“What does it profit a man if he should gain the whole world but lose his soul?”
Hannah was already in her nineties when I became her pastor. She was homebound so I stopped by with communion each month. Coffee was always ready and Hannah liked to remember the old days.
Just south of the small northwestern Minnesota town where we lived, an old log cabin struggled for survival in a grove of oaks and brush. Hannah was born in that cabin and spent her childhood there.
She once told me about the native Americans who came through the area each Spring, on their way from Minnesota to hunt in the Dakotas. They would stop for a few days and set up camp in the meadow near the old cabin, visiting and trading with her father and some of the other local farmers. Her parents and their guests also shared something else, their Christian faith.

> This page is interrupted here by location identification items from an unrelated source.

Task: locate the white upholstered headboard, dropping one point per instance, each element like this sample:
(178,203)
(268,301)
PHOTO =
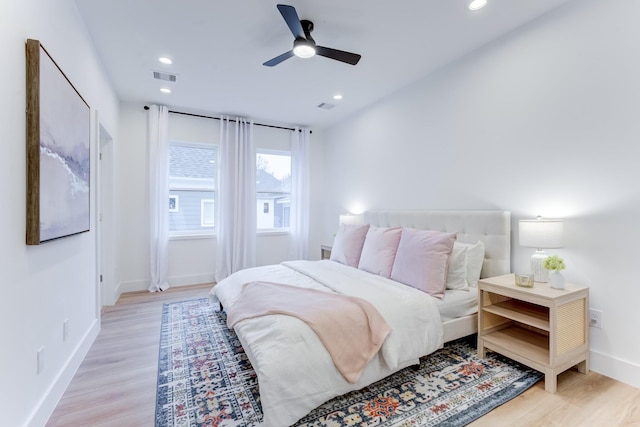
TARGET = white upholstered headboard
(492,227)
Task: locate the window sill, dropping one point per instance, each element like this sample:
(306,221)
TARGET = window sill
(192,236)
(272,232)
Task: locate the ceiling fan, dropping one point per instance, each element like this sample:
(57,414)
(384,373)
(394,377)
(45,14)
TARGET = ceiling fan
(304,46)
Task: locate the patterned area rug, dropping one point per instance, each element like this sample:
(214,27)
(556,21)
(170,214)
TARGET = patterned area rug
(205,379)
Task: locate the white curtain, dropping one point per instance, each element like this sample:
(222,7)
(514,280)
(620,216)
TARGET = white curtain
(299,213)
(158,146)
(236,200)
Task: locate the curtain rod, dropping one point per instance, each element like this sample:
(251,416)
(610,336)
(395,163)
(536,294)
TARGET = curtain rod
(146,107)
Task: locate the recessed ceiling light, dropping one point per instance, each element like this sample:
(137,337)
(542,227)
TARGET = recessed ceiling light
(477,4)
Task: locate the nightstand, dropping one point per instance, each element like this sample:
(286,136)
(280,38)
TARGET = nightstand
(543,328)
(325,252)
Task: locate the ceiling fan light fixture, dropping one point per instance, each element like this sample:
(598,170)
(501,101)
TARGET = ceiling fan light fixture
(477,4)
(303,49)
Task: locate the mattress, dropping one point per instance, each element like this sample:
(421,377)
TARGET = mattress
(458,303)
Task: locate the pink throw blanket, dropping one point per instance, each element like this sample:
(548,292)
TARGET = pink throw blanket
(351,329)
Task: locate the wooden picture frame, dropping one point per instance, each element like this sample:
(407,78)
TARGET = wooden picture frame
(58,151)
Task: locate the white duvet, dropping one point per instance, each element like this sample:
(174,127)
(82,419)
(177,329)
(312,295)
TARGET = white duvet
(295,372)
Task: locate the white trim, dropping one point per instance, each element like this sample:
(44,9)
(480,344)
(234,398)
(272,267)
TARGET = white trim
(45,407)
(618,369)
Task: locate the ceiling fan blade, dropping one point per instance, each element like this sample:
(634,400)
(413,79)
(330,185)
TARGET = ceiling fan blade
(338,55)
(291,18)
(278,59)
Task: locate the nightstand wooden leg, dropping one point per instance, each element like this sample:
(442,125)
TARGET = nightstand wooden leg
(551,382)
(481,350)
(583,367)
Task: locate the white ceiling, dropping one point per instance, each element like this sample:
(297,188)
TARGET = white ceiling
(218,47)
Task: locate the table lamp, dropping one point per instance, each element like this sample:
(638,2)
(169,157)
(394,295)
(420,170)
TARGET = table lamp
(540,234)
(350,219)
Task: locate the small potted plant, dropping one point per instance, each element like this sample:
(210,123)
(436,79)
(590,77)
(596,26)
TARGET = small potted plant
(555,264)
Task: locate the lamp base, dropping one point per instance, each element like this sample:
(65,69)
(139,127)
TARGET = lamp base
(540,274)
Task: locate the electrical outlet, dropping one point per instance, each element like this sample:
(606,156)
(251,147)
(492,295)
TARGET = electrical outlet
(40,357)
(595,318)
(65,329)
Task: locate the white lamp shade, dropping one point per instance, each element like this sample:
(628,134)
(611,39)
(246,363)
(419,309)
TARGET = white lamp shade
(541,233)
(350,219)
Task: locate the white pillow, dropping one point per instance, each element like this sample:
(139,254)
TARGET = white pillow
(465,265)
(475,259)
(457,271)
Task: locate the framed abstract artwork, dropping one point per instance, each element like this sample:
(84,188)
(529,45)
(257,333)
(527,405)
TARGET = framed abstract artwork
(58,151)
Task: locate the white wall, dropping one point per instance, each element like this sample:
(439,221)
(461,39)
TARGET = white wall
(43,285)
(544,121)
(192,260)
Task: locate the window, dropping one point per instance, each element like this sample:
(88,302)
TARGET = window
(273,188)
(174,203)
(192,173)
(207,213)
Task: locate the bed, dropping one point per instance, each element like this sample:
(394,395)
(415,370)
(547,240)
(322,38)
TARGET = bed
(295,371)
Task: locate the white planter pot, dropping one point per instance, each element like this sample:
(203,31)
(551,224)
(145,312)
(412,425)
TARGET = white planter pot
(556,280)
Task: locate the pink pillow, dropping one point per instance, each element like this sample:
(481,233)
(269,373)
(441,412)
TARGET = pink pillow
(379,250)
(421,261)
(347,245)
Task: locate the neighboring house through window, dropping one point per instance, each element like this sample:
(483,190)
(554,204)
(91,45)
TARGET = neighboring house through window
(273,189)
(192,183)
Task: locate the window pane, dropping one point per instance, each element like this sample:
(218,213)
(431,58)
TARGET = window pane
(192,173)
(273,185)
(207,208)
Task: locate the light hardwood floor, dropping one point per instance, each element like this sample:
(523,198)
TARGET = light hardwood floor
(116,383)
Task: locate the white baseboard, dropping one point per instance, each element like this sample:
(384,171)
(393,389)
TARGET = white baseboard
(49,401)
(620,370)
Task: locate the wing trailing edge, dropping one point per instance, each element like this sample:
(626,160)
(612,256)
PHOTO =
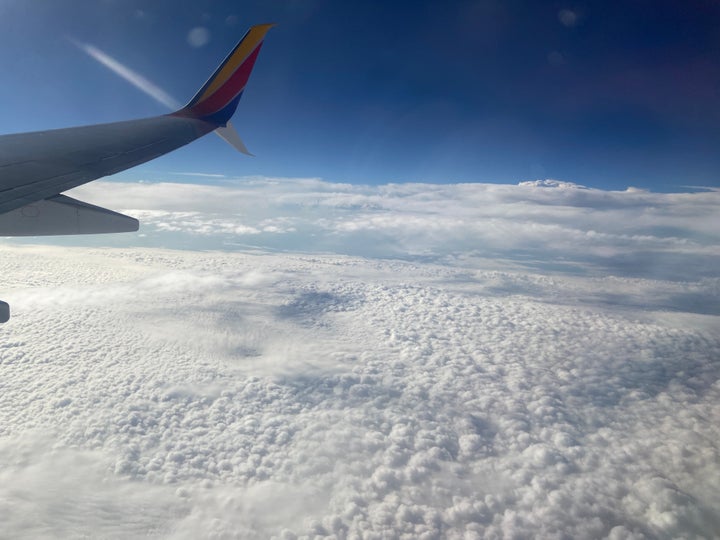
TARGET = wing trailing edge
(61,215)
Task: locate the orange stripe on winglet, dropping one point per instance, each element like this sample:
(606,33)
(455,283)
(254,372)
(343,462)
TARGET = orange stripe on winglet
(255,36)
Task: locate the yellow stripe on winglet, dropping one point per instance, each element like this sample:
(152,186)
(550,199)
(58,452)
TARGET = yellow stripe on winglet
(255,36)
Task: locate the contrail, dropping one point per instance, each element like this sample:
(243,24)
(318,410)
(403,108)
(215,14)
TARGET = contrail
(137,80)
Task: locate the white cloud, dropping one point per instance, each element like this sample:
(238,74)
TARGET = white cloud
(252,395)
(669,235)
(501,384)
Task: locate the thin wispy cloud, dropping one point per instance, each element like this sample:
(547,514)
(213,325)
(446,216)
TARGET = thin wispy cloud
(134,78)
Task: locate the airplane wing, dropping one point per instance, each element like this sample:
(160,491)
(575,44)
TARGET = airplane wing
(35,168)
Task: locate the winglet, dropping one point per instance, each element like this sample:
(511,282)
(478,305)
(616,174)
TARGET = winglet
(217,100)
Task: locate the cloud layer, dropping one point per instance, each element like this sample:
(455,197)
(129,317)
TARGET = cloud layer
(178,394)
(541,225)
(401,361)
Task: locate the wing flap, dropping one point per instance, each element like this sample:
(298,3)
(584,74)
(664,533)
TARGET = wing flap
(64,215)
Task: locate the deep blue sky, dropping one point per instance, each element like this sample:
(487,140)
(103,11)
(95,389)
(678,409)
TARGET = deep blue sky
(606,94)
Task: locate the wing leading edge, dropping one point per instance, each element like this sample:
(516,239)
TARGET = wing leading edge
(36,167)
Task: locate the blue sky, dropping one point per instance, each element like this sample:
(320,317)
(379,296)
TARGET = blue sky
(604,94)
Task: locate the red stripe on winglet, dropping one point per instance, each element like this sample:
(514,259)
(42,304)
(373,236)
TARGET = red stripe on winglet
(231,88)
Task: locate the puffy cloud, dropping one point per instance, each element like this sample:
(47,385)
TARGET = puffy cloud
(191,394)
(540,225)
(495,381)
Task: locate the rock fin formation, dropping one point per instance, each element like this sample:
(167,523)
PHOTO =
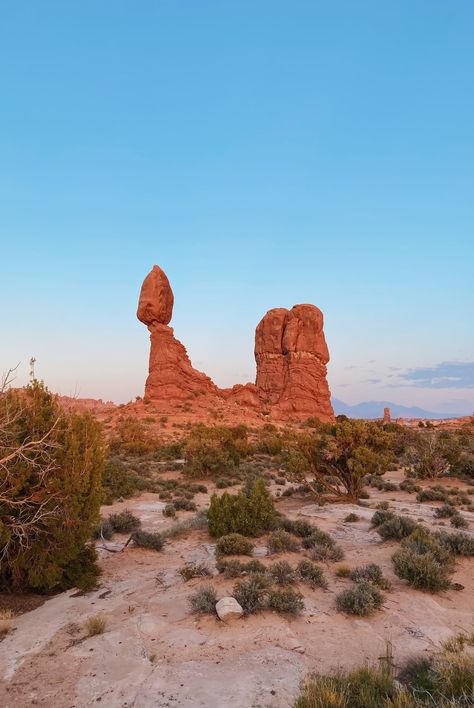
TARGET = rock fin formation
(290,352)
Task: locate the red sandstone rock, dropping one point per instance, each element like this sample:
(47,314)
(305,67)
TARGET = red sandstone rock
(291,354)
(171,375)
(155,305)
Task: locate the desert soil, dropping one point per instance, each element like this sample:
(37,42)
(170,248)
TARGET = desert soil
(155,653)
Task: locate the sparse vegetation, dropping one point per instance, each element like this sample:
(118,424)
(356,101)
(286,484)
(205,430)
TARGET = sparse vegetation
(96,625)
(234,544)
(146,539)
(252,593)
(280,540)
(51,465)
(311,574)
(203,602)
(194,570)
(247,513)
(285,601)
(363,599)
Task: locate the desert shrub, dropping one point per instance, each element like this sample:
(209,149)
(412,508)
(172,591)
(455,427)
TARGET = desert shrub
(433,454)
(246,513)
(280,540)
(458,521)
(372,573)
(124,522)
(311,574)
(96,625)
(408,485)
(6,621)
(183,504)
(445,511)
(117,481)
(81,571)
(323,547)
(363,599)
(424,562)
(285,601)
(299,527)
(282,573)
(51,465)
(432,494)
(232,568)
(351,518)
(214,451)
(131,436)
(234,544)
(397,527)
(343,571)
(381,516)
(204,600)
(169,511)
(181,528)
(340,456)
(364,687)
(444,679)
(252,593)
(194,570)
(104,529)
(447,677)
(458,543)
(147,539)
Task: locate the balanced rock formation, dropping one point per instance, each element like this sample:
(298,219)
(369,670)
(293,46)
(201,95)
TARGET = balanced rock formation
(171,376)
(291,355)
(290,351)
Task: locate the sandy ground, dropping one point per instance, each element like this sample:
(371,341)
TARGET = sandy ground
(154,653)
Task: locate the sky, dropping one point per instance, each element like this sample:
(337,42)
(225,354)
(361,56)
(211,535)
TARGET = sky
(263,153)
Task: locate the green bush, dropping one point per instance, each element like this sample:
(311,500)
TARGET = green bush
(234,544)
(280,540)
(169,511)
(282,573)
(232,568)
(248,514)
(323,547)
(146,539)
(252,593)
(312,574)
(104,529)
(424,562)
(459,543)
(298,528)
(372,573)
(124,522)
(363,599)
(397,527)
(194,570)
(351,518)
(458,521)
(51,491)
(363,687)
(204,600)
(285,601)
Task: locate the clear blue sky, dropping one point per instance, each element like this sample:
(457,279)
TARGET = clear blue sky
(264,153)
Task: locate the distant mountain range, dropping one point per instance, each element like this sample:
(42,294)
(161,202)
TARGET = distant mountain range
(374,409)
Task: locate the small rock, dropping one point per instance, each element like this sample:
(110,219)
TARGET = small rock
(228,609)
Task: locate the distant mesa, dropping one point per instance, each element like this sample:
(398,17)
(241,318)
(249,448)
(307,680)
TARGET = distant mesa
(290,351)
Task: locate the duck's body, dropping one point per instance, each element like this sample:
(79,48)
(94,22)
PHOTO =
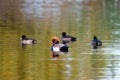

During one visit I asked her the obvious question; ‘What has been the biggest change you’ve seen in your life time?’ I’m not sure what I expected. Maybe she would marvel at the space program, automobiles, the telephone, or running water at the very least. What was Hannah’s reply? “Not much has changed. People are still the same,” she said, her voice still carrying a Scandanavian edge.
I suppose I should have expected this kind of sober wisdom from a woman who grew up in a log cabin. Her life had been tuned to relationships and the Christian faith, not things. Gaining the world was not important to her. Her soul was.
“May the peace of God that passes all understanding keep your hearts and minds in Christ Jesus our Lord.”